DESIGN: Case-control study; Level of evidence, 3.
METHODS: Adolescent athletes were contacted at a minimum of 2 years after ACLR. Patients completed 2 patient-reported outcome measures, the ACL--Return to Sport After Injury (ACL-RSI) and the International Knee Documentation Committee (IKDC) subjective form, and responded to questions regarding preinjury primary sport and level of competition, post-ACLR return to primary sport status, and reinjury.
RESULTS: A total of 74 patients (mean ± SD surgical age, 15.9 ± 1.5 years; follow-up age, 19.9 ± 2.0 years; response rate, 24.5%) completed the surveys at a mean of 4.0 ± 2.0 years after primary ACLR. Outcome scores averaged 90.3 ± 12.3 for IKDC and 81.6 ± 20.4 for ACL-RSI. Questionnaire responses indicated that 27.0% of patients did not return to or sustain primary sport participation after ACLR; the principal reasons were poor knee function, team/training change, and fear of another injury. Both IKDC and ACL-RSI scores were statistically lower in patients who did not successfully return to their primary sport in contrast to patients who successfully resumed their primary sport (IKDC, P = .026; ACL-RSI, P < .001). IKDC and ACL-RSI scores were moderately positively correlated with one another (r Spearman = 0.60). There were 18 patients (reinjury rate, 24.3%) who suffered another ACL injury; 8 of these injuries included ipsilateral ACL graft tear (retear rate, 10.8%).
CONCLUSION: In our cohort, 73% of adolescent patients successfully returned to their primary preinjury sport at a minimum of 2 years after ACLR. Both knee function and psychological responses to injury were important in determining an adolescent athlete's return to sport. The findings support the use of the IKDC and ACL-RSI at midterm follow-up, with higher scores associated with a greater likelihood of adolescent patients returning to sport after ACLR.

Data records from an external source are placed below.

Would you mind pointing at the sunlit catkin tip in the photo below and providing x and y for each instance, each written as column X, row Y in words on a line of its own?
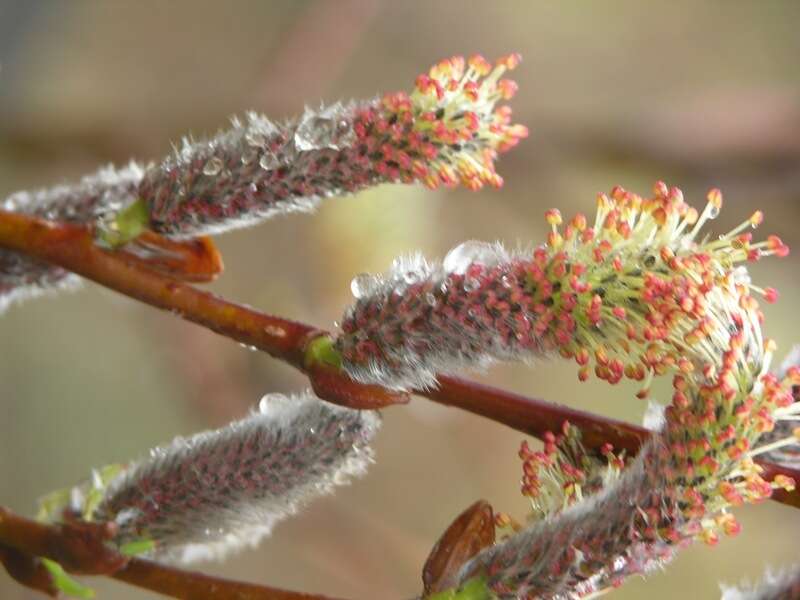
column 219, row 491
column 447, row 131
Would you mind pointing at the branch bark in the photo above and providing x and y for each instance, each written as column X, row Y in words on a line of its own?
column 72, row 247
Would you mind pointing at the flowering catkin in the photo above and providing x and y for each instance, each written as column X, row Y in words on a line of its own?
column 95, row 197
column 784, row 585
column 635, row 295
column 446, row 131
column 214, row 492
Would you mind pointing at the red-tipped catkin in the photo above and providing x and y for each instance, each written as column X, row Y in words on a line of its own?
column 636, row 295
column 95, row 197
column 447, row 131
column 218, row 491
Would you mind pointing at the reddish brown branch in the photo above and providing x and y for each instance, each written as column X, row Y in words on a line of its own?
column 81, row 549
column 73, row 248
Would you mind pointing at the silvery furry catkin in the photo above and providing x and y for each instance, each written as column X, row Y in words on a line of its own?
column 447, row 131
column 95, row 197
column 217, row 491
column 637, row 294
column 783, row 585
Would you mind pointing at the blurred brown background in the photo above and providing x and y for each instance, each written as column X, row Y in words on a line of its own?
column 698, row 94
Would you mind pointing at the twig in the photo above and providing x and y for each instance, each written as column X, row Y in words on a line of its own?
column 81, row 549
column 72, row 247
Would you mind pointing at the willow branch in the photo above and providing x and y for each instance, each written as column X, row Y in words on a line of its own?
column 81, row 549
column 72, row 247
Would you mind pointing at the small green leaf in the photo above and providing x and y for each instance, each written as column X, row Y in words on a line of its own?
column 126, row 226
column 65, row 583
column 137, row 547
column 321, row 351
column 100, row 479
column 51, row 505
column 474, row 589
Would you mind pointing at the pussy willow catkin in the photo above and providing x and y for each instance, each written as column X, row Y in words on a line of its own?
column 635, row 293
column 95, row 197
column 218, row 491
column 448, row 131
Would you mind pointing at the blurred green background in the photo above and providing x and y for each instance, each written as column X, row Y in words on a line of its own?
column 698, row 94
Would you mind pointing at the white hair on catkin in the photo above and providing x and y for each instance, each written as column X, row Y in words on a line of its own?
column 218, row 491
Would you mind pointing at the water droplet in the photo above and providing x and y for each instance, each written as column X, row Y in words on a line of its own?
column 508, row 281
column 213, row 166
column 411, row 277
column 255, row 139
column 364, row 285
column 461, row 257
column 323, row 129
column 268, row 161
column 249, row 156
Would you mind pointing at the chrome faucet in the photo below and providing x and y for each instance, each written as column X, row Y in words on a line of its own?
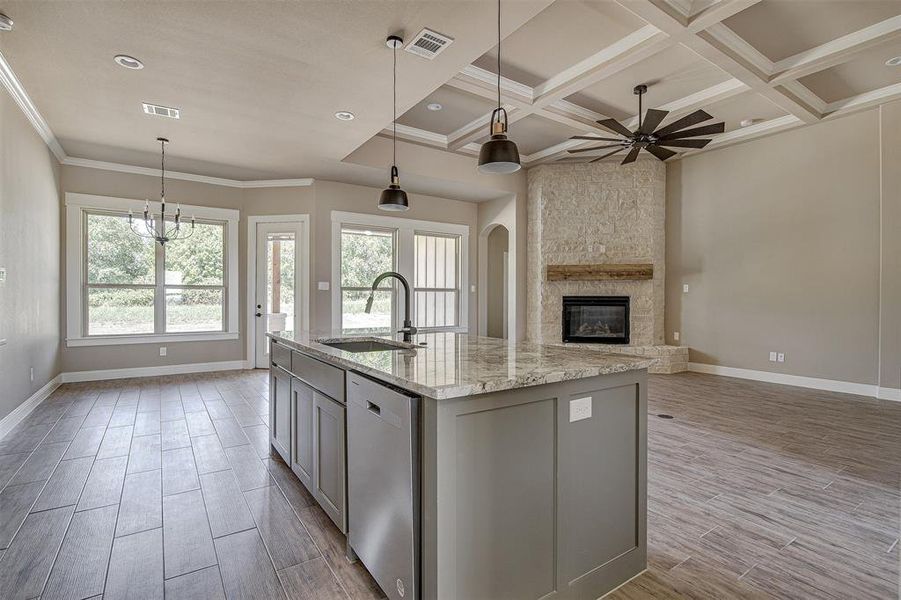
column 408, row 330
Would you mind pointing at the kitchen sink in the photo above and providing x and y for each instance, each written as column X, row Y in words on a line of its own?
column 366, row 344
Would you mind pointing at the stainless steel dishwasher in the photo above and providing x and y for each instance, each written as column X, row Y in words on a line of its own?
column 383, row 483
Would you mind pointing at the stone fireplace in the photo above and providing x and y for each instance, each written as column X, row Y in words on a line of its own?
column 600, row 214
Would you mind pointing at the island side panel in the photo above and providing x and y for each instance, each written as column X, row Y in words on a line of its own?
column 504, row 466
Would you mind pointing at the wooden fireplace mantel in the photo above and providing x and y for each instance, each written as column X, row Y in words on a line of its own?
column 600, row 272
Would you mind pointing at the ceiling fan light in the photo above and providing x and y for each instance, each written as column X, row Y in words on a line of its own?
column 499, row 155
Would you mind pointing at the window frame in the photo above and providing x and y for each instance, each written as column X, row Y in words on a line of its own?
column 78, row 206
column 404, row 253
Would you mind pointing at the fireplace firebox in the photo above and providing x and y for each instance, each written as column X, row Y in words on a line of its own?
column 596, row 319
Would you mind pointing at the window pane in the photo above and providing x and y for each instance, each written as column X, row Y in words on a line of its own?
column 117, row 311
column 354, row 317
column 435, row 309
column 115, row 253
column 364, row 256
column 193, row 310
column 280, row 264
column 198, row 259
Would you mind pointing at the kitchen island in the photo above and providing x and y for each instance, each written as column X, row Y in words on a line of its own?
column 464, row 467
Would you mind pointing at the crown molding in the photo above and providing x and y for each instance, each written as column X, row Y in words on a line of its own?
column 71, row 161
column 17, row 91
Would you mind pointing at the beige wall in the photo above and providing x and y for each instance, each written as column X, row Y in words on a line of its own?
column 779, row 242
column 890, row 292
column 318, row 201
column 29, row 251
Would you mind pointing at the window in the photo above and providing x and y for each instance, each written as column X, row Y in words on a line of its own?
column 431, row 256
column 123, row 288
column 436, row 295
column 365, row 254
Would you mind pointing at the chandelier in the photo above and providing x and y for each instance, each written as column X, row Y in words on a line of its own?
column 155, row 226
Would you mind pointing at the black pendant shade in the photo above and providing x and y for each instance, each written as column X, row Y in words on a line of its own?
column 394, row 198
column 499, row 154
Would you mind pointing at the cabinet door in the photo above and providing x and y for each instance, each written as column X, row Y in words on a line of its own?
column 280, row 412
column 329, row 470
column 302, row 438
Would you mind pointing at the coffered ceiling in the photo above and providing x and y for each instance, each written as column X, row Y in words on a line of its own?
column 770, row 64
column 259, row 82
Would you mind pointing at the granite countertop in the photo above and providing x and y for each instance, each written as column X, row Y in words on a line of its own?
column 453, row 365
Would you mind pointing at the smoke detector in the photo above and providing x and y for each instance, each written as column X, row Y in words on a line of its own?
column 161, row 111
column 428, row 44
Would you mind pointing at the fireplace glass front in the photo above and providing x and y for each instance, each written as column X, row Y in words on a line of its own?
column 596, row 319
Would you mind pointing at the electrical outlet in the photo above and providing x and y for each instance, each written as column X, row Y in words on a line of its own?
column 579, row 409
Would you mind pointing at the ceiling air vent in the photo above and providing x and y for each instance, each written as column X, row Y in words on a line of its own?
column 161, row 111
column 428, row 44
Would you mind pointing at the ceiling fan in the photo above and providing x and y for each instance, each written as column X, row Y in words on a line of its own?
column 674, row 135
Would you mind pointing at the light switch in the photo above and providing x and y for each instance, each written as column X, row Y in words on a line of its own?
column 579, row 409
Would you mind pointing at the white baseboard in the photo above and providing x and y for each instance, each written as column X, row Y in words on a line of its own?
column 831, row 385
column 104, row 374
column 23, row 410
column 889, row 394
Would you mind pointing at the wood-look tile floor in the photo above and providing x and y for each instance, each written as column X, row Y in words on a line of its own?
column 164, row 486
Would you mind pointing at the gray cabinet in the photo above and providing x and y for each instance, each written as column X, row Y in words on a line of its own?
column 330, row 466
column 302, row 456
column 280, row 411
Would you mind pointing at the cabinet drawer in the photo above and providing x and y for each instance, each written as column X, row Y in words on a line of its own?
column 327, row 379
column 280, row 355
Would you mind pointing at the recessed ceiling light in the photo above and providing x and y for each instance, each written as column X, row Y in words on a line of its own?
column 129, row 62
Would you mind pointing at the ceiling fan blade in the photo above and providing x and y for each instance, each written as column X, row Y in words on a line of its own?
column 699, row 116
column 593, row 137
column 603, row 156
column 631, row 156
column 615, row 126
column 652, row 119
column 685, row 143
column 705, row 130
column 595, row 148
column 661, row 153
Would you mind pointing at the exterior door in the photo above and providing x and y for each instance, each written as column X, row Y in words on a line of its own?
column 279, row 283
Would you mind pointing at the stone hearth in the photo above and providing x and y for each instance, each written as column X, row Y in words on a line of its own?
column 595, row 214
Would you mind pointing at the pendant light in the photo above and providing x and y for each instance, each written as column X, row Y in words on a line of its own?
column 393, row 198
column 157, row 226
column 499, row 155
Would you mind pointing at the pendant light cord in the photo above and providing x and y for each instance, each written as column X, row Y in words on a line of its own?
column 162, row 170
column 394, row 122
column 498, row 53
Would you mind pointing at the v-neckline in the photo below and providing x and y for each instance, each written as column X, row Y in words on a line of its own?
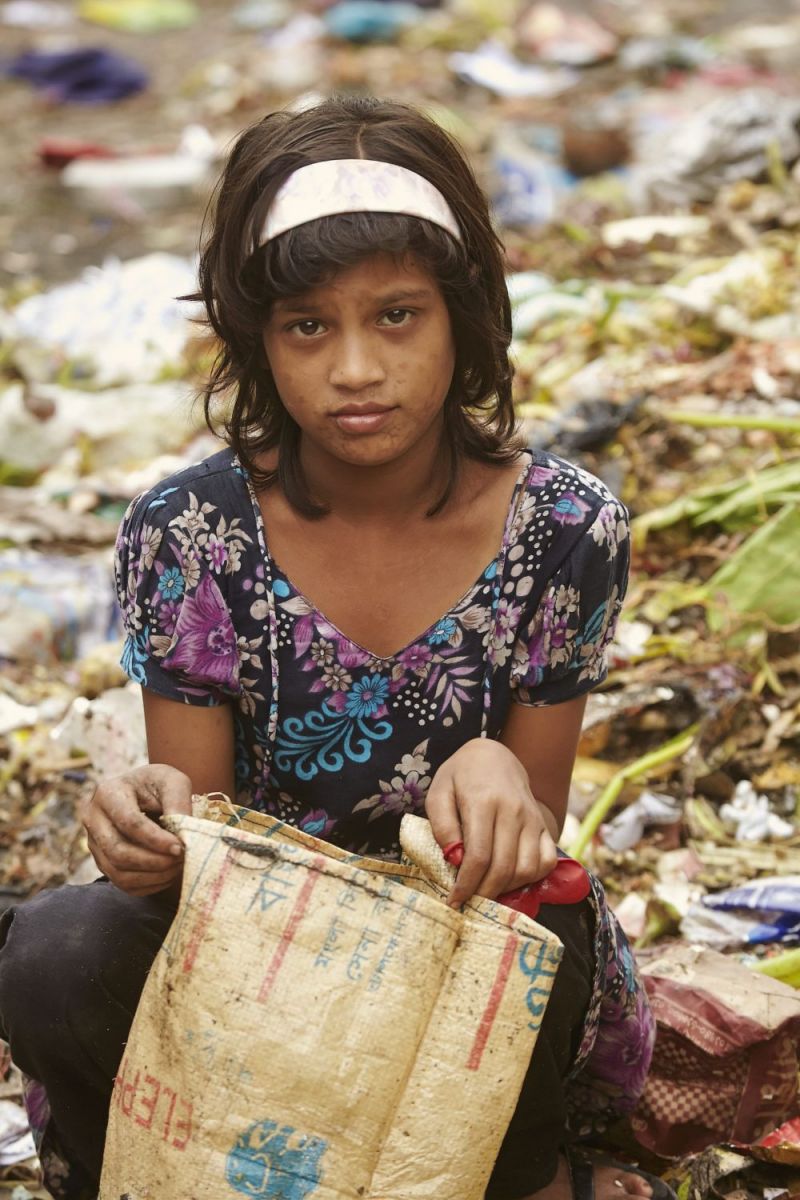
column 272, row 565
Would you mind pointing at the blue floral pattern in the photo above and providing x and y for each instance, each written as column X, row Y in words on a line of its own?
column 330, row 736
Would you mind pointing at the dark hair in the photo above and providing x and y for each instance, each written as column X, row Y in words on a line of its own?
column 240, row 281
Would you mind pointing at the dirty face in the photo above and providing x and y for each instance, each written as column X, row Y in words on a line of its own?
column 364, row 361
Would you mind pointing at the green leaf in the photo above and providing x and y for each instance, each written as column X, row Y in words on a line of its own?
column 763, row 575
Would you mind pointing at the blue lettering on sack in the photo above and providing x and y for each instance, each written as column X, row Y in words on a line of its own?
column 274, row 1162
column 537, row 964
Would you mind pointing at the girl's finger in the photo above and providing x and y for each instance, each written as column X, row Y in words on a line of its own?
column 530, row 865
column 112, row 850
column 477, row 838
column 121, row 804
column 441, row 811
column 501, row 871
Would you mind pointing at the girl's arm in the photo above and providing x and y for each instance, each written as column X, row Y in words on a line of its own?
column 506, row 801
column 191, row 749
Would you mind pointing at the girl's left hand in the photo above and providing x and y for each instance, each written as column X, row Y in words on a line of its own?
column 481, row 797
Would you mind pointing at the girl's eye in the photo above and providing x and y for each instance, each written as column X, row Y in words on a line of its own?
column 306, row 328
column 397, row 317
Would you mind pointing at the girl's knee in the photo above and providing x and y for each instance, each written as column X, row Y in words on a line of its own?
column 62, row 947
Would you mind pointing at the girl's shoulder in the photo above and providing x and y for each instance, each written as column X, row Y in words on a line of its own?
column 560, row 508
column 216, row 489
column 552, row 478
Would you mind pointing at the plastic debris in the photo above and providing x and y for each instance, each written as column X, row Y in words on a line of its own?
column 16, row 1141
column 370, row 21
column 35, row 15
column 642, row 231
column 89, row 76
column 109, row 729
column 493, row 66
column 571, row 39
column 627, row 827
column 529, row 184
column 121, row 321
column 262, row 13
column 726, row 1059
column 751, row 816
column 54, row 607
column 729, row 139
column 139, row 16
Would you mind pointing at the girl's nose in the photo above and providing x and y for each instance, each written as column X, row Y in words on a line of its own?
column 355, row 364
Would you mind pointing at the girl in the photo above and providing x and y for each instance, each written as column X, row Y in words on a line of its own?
column 373, row 601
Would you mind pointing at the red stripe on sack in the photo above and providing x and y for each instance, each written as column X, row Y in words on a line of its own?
column 288, row 935
column 203, row 921
column 493, row 1003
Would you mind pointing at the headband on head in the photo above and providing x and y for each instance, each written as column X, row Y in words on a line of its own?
column 355, row 185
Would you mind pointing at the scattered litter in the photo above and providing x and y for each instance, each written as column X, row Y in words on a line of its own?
column 570, row 39
column 529, row 184
column 121, row 321
column 139, row 16
column 729, row 139
column 54, row 609
column 109, row 730
column 89, row 76
column 370, row 21
column 726, row 1059
column 627, row 827
column 262, row 13
column 16, row 1141
column 494, row 67
column 642, row 231
column 35, row 15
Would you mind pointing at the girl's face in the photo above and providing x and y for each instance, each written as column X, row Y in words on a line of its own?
column 364, row 363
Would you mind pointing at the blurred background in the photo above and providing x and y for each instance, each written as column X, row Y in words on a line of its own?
column 643, row 166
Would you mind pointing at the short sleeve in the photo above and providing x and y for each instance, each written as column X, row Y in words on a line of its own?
column 180, row 640
column 561, row 652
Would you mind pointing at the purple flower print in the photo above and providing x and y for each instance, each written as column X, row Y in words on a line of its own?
column 170, row 585
column 405, row 795
column 317, row 823
column 205, row 640
column 416, row 659
column 570, row 509
column 216, row 552
column 443, row 631
column 623, row 1054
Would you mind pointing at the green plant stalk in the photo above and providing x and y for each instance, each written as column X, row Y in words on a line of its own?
column 609, row 795
column 731, row 421
column 782, row 966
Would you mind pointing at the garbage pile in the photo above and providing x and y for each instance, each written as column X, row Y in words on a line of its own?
column 644, row 168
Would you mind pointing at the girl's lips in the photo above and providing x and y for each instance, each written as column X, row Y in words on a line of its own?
column 362, row 423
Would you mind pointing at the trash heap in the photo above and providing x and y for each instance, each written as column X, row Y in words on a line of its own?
column 644, row 168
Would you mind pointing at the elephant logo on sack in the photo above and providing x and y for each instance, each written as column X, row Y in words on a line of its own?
column 274, row 1162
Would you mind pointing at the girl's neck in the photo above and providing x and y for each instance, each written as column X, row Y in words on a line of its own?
column 392, row 492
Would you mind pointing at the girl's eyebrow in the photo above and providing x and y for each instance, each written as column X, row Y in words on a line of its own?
column 296, row 304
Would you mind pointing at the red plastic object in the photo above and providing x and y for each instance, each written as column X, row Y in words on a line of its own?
column 566, row 883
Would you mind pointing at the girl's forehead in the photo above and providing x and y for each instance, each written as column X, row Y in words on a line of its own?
column 376, row 275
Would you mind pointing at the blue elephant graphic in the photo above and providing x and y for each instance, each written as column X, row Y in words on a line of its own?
column 274, row 1162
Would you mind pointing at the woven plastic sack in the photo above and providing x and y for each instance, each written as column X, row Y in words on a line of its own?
column 323, row 1025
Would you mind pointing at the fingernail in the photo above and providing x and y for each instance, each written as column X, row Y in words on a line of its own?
column 453, row 853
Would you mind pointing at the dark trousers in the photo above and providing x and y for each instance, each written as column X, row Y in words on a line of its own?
column 72, row 966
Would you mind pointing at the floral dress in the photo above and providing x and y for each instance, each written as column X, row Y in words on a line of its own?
column 342, row 742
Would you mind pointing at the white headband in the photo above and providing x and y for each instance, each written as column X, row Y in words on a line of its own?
column 354, row 185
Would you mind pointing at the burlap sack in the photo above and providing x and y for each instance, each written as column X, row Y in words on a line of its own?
column 323, row 1025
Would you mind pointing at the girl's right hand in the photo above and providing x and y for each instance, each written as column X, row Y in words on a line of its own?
column 125, row 838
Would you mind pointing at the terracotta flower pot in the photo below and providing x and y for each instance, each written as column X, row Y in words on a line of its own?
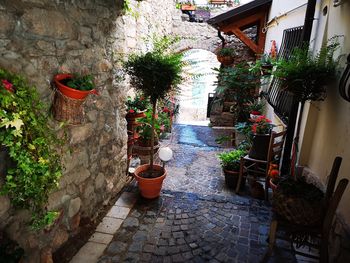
column 69, row 92
column 149, row 187
column 260, row 146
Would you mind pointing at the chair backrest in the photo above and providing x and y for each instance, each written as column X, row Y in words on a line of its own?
column 332, row 198
column 276, row 145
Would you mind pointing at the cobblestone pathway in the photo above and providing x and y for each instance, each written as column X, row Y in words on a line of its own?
column 196, row 219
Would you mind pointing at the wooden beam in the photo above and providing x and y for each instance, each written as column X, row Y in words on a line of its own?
column 246, row 40
column 236, row 28
column 243, row 22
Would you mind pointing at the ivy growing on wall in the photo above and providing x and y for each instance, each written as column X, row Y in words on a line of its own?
column 32, row 146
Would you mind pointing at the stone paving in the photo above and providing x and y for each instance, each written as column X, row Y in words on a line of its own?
column 196, row 218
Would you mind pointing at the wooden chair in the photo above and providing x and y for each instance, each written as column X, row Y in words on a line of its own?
column 321, row 231
column 259, row 168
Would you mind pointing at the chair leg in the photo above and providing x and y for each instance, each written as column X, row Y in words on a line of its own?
column 272, row 240
column 267, row 183
column 324, row 257
column 240, row 175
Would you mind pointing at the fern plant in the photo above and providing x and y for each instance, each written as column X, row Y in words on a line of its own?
column 306, row 75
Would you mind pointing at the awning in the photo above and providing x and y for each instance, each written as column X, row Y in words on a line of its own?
column 245, row 16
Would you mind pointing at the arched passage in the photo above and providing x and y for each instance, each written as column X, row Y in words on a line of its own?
column 200, row 81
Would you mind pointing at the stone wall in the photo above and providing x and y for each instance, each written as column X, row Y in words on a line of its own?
column 37, row 40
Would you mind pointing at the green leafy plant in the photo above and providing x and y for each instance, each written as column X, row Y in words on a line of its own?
column 306, row 75
column 256, row 107
column 231, row 160
column 137, row 104
column 246, row 129
column 31, row 144
column 44, row 221
column 263, row 65
column 155, row 73
column 81, row 82
column 239, row 84
column 226, row 52
column 261, row 125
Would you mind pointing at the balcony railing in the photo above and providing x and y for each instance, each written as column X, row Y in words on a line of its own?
column 278, row 98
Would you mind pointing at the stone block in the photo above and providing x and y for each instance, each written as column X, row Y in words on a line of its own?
column 74, row 222
column 74, row 207
column 78, row 157
column 102, row 238
column 46, row 255
column 79, row 175
column 79, row 134
column 99, row 181
column 4, row 205
column 57, row 26
column 89, row 253
column 7, row 23
column 109, row 225
column 60, row 237
column 55, row 199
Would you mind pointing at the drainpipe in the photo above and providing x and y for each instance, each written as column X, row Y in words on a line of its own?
column 292, row 120
column 222, row 39
column 309, row 19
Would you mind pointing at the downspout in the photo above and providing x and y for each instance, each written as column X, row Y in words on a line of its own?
column 222, row 39
column 306, row 35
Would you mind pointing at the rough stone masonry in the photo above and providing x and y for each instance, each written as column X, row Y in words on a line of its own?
column 39, row 38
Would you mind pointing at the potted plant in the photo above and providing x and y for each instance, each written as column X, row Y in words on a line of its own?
column 240, row 85
column 264, row 65
column 155, row 73
column 256, row 109
column 261, row 129
column 136, row 108
column 72, row 89
column 143, row 144
column 307, row 75
column 75, row 86
column 230, row 163
column 226, row 56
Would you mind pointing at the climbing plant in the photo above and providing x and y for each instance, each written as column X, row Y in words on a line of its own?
column 31, row 144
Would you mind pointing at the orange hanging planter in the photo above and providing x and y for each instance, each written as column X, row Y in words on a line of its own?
column 69, row 92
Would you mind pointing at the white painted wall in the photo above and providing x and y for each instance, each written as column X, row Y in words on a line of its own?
column 286, row 18
column 325, row 131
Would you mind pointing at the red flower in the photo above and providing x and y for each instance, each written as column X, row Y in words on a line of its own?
column 165, row 109
column 274, row 173
column 7, row 85
column 254, row 112
column 254, row 128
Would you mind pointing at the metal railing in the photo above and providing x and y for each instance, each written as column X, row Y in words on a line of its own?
column 277, row 97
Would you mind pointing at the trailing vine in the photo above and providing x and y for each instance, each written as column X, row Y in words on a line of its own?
column 31, row 144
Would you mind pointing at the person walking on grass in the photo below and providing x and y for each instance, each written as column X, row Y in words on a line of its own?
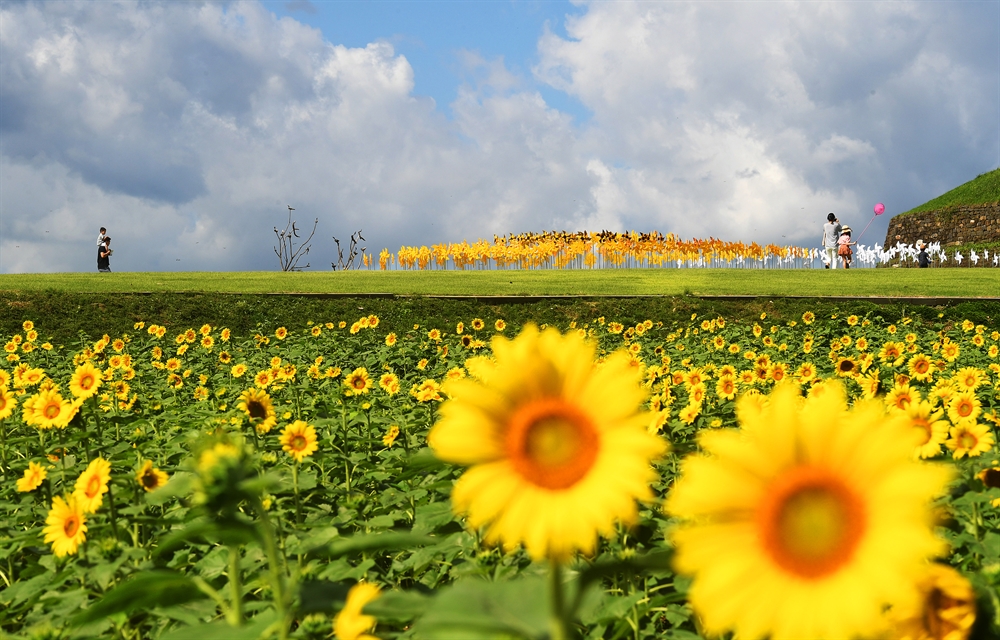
column 831, row 236
column 104, row 256
column 923, row 258
column 844, row 246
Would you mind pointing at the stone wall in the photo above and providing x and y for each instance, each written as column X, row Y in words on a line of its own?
column 953, row 227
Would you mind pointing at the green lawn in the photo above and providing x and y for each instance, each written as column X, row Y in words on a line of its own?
column 804, row 282
column 984, row 188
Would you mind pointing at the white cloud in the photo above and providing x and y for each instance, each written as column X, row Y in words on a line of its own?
column 187, row 128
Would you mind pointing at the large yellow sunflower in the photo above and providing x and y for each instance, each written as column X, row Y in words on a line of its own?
column 92, row 484
column 85, row 381
column 964, row 405
column 557, row 444
column 299, row 440
column 807, row 521
column 33, row 477
column 357, row 382
column 66, row 526
column 921, row 367
column 7, row 403
column 149, row 477
column 930, row 428
column 901, row 396
column 969, row 378
column 50, row 410
column 258, row 407
column 969, row 438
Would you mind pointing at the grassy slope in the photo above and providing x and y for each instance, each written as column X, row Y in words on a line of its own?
column 61, row 316
column 804, row 282
column 984, row 188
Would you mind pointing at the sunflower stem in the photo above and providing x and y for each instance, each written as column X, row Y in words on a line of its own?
column 97, row 420
column 235, row 617
column 3, row 442
column 295, row 486
column 559, row 626
column 274, row 562
column 62, row 456
column 114, row 514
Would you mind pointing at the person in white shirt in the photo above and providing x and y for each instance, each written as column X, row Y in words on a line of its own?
column 831, row 234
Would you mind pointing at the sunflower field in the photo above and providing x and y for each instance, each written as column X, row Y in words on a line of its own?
column 820, row 477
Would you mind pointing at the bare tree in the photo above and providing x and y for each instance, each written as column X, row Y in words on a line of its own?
column 352, row 252
column 287, row 252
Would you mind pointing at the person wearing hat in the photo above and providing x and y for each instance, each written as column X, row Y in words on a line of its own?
column 831, row 231
column 923, row 258
column 844, row 246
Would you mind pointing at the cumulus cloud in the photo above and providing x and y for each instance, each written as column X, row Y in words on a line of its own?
column 187, row 128
column 752, row 119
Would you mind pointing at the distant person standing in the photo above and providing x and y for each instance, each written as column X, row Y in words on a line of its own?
column 923, row 258
column 831, row 235
column 104, row 256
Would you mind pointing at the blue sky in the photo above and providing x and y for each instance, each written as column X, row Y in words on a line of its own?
column 187, row 128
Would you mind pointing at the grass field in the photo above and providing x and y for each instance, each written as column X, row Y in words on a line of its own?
column 970, row 283
column 984, row 188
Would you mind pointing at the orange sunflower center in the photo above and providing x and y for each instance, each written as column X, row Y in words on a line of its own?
column 968, row 440
column 256, row 410
column 552, row 443
column 71, row 526
column 93, row 486
column 811, row 522
column 991, row 478
column 149, row 479
column 923, row 427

The anterior cruciate ligament (ACL) plays a vital role in providing translational and rotatory stability to the knee.[22] More than 200,000 ACL injuries occur in the United States annually,[17] with the highest incidence seen in athletes aged 15-25 years who participate in pivoting sports.[9] Most athletes undergo ACL reconstruction (ACLR) in order to regain knee function, with the goal of returning to sport participation[23] at the same or higher level of competition.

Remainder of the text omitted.